3. To keep the KYC details updated
Another important thing which is now a mandate is to upload, validate and update your KYC details even with tiniest of the changes. An updated KYC is very important to conceal your personal information and to avoid any discrepancies. A change in mobile number which you did not update in your portfolio KYC can lead to misdirected information or in case of change of address, you may be in for some demographics benefits which can only be availed on updating the KYC.

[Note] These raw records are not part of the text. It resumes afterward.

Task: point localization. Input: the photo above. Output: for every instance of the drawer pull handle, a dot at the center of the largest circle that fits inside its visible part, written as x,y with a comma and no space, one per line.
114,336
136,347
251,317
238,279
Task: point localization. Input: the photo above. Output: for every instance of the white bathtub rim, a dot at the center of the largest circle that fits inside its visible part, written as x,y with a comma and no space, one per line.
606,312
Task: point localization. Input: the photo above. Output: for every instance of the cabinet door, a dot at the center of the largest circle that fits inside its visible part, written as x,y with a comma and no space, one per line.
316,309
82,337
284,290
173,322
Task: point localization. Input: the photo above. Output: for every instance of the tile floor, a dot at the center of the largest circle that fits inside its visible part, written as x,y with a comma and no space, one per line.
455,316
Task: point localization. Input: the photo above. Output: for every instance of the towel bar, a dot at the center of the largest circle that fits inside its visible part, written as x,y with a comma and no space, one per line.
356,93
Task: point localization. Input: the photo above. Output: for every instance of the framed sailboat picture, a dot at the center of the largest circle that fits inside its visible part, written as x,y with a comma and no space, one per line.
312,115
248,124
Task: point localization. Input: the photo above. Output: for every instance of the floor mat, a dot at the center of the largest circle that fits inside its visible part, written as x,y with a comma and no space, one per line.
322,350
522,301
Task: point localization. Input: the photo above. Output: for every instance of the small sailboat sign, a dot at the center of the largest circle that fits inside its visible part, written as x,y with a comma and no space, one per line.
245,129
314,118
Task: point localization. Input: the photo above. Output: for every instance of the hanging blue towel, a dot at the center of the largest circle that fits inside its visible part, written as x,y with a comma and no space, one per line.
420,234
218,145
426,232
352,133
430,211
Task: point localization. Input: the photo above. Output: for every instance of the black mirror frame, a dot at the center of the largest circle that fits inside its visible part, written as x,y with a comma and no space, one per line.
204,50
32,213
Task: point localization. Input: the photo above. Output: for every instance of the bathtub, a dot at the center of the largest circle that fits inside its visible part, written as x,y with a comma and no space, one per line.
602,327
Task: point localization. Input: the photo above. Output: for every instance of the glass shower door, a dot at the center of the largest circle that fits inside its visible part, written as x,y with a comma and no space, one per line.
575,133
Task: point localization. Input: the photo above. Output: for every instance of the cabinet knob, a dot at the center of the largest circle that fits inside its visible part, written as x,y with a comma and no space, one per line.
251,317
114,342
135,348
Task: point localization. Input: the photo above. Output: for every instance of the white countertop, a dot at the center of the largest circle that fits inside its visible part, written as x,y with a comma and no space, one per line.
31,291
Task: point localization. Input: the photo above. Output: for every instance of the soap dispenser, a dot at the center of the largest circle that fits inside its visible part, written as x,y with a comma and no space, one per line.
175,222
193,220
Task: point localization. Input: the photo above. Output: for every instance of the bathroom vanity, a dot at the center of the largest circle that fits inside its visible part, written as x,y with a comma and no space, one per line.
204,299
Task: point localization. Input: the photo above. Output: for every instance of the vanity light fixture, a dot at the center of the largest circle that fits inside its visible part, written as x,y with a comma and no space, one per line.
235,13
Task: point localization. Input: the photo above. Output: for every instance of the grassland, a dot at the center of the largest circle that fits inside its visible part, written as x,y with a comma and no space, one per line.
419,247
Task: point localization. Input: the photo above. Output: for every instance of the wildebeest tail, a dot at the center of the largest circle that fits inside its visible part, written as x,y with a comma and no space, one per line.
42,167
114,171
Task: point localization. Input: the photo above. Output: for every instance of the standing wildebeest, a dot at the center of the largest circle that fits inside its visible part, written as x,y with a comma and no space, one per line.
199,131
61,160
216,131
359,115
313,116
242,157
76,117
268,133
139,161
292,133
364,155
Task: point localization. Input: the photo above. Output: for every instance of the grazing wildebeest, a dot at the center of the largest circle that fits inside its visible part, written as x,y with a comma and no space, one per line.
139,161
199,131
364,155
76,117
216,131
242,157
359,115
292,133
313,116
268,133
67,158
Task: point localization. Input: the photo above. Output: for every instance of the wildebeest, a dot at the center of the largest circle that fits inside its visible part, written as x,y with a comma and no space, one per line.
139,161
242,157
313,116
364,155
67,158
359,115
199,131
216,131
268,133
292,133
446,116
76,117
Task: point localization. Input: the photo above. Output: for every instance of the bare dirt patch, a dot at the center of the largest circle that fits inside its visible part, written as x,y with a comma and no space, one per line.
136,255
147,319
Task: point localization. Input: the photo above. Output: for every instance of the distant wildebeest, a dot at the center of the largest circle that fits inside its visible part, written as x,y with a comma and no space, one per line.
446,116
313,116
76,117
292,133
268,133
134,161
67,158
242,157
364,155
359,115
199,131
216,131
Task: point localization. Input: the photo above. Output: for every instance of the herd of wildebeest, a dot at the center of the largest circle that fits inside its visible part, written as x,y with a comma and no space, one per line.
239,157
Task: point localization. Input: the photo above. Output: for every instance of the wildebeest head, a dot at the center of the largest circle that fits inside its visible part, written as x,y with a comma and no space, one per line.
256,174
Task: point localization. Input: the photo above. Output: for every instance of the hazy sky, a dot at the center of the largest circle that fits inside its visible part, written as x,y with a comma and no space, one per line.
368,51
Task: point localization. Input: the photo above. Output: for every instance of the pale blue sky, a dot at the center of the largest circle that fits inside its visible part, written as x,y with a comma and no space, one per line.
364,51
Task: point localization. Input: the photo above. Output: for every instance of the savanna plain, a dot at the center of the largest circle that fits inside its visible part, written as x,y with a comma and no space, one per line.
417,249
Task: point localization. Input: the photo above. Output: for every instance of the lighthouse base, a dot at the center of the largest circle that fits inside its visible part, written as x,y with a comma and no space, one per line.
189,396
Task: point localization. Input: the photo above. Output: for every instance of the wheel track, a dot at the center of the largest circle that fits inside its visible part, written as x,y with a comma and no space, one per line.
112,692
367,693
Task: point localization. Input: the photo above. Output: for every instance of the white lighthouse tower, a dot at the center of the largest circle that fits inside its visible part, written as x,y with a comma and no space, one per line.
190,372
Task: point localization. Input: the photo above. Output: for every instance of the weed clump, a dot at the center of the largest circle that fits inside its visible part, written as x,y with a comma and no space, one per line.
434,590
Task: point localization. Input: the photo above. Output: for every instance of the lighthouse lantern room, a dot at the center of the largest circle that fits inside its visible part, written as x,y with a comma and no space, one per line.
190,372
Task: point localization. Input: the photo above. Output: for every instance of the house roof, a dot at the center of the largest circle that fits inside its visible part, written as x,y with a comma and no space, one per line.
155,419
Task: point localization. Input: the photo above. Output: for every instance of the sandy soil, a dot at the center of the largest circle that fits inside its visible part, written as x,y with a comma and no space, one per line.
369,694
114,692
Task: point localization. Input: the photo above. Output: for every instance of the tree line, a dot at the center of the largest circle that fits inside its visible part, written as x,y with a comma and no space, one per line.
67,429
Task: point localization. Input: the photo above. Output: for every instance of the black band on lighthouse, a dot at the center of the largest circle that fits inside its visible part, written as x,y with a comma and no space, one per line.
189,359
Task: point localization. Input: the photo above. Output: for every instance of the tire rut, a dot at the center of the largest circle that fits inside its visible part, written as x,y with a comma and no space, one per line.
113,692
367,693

4. Identify investments mistakes if any
If you are not a seasoned investor, there are likely chances that you might have committed some mistakes in choosing the right funds. if your major concern is liquidity and your portfolio shows an inclination towards large-cap funds, it is a mismatch or if you are risk-averse and have invested generously in small-cap funds, you need to review your investments. Such mistakes which affect your ultimate financial objective need to be rectified as soon as possible or they can cause permanent damage.

5. Portfolio overlap
This is one of the most common mistakes that happen with not so savvy investors. There are a lot of funds in the market which appears to be different but inside hold exactly the same stocks. Especially when it comes to large-cap funds and index funds, this occurring is much common. Investors generally buy funds going by their name and not actually following all the holdings they possess. This directly affects the risk on your portfolio, if your hold 2 funds with same or similar performing stocks, your risk gets exactly doubled during a market correction. Read how to build a sustainable portfolio at https://www.piggy.co.in/blog/build-a-financial-portfolio/

6. Taxes
If you are well-versed with the investments you have made and know their tax benefits, they will come handy to you while your file your taxes and income tax return. If saving taxes comes early on your financial plan, you need to select only or most of those funds which offer tax benefits. It will also give you an idea where more you can invest to save maximum on taxes.

Hence, it is crucial to successful investing that you review your investment portfolio at least on a yearly basis, best if you do it bi-annually. This will not only help you to keep up with the market trends and movements but also help you to locate and rectify any mistakes you have made by an impulsive action.